MAIN GALLERY
PEANA, MTY, MX
Ours is a time of hybrids: of organism and machine, limb and tool, thought and code, intelligence, and processor. Those relationships that were alarming dichotomies that troubled our predecessors are now intrinsic ways of our operating. However, even when understanding and closely interacting with technological artifacts, a feeling of numbness is present in the back of our heads. It might not be fear persé, but the sensation is very similar.
Más allá del mundo, hay letras is the first solo exhibition by artist Federico Pérez Villoro (Guadalajara, 1987) in Monterrey, México. Interested in investigating the possibilities of technology approaching the materiality of language, Pérez Villoro — in collaboration with computer engineer Nick Schumann — developed an artificial intelligence that recognizes the formal patterns of the alphabet and imagines new letters from that knowledge. The results are typographic characters transformed into ethereal mutant entities that leave vaporous traces of that which came before with each variation. Although this process is the foundation of his research, this exhibition is not limited to a mere typographical work. It is, rather, the origin of an exploration of the language of chimeras formed by humans and machines.
The exhibition can be understood as a living organism whose parts are possible to distinguish, but are also strange and mysterious. The remains of mining a space with letters that do not exist rest at the center of the room. They are sections that can combine into larger volumes. We perceive the exposed entrails of an undefined beast, which moves, throbs, and breathes. Its skin burns red and his moist breath becomes visible when condensed. Its voice says nothing, just imitates, with algorithms, the phonetic structure of human speech. The dragon that illustrated unknown territories in ancient cartography is now protecting us… or maybe it is surrounding us to hunt. The creature is a device, but also an animal — a chimera that points to the close relationship between vitality and mechanics. Cables are veins and thoughts are connections between circuits.
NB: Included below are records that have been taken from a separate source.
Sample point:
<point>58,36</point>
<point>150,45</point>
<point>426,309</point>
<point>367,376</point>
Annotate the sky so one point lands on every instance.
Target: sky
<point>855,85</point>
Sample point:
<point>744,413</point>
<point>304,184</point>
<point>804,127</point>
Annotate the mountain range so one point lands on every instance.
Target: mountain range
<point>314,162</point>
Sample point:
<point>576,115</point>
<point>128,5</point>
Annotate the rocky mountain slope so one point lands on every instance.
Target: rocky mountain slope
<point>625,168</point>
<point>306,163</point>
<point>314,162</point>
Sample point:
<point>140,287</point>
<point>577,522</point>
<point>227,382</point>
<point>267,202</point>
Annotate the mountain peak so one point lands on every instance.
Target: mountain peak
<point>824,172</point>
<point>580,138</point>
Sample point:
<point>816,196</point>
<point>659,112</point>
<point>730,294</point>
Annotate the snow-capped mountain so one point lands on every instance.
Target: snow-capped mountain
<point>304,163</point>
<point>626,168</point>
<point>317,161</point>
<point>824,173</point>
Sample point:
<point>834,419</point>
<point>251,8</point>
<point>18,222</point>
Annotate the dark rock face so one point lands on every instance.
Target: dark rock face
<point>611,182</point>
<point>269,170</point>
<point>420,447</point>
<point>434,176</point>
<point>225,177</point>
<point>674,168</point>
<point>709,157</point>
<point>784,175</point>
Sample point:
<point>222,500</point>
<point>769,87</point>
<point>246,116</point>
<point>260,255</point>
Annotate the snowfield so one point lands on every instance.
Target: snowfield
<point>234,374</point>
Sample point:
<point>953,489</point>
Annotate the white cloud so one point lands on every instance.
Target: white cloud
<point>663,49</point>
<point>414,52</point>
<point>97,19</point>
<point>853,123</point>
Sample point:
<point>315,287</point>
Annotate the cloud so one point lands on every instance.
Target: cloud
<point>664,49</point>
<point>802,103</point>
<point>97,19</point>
Once our heartbeats synchronize in harmony with those of the beast, we can recognize ourselves in it, with it, and as part of it.
Pérez Villoro’s work achieves what seemed incredible: we can communicate with monsters through a new and specific language, though it is one that is not too far away from the one we already know. The hallucinated characters generate a space for exchange. Our letters are subjected to neural networks manufactured to allow communication between different types of intelligences and sensibilities, both artificial and natural —hallucinations that form words, that form verses, that form poems. And since machines can also be muses, Pérez Villoro uses this unusual language to make poetry for chimeras.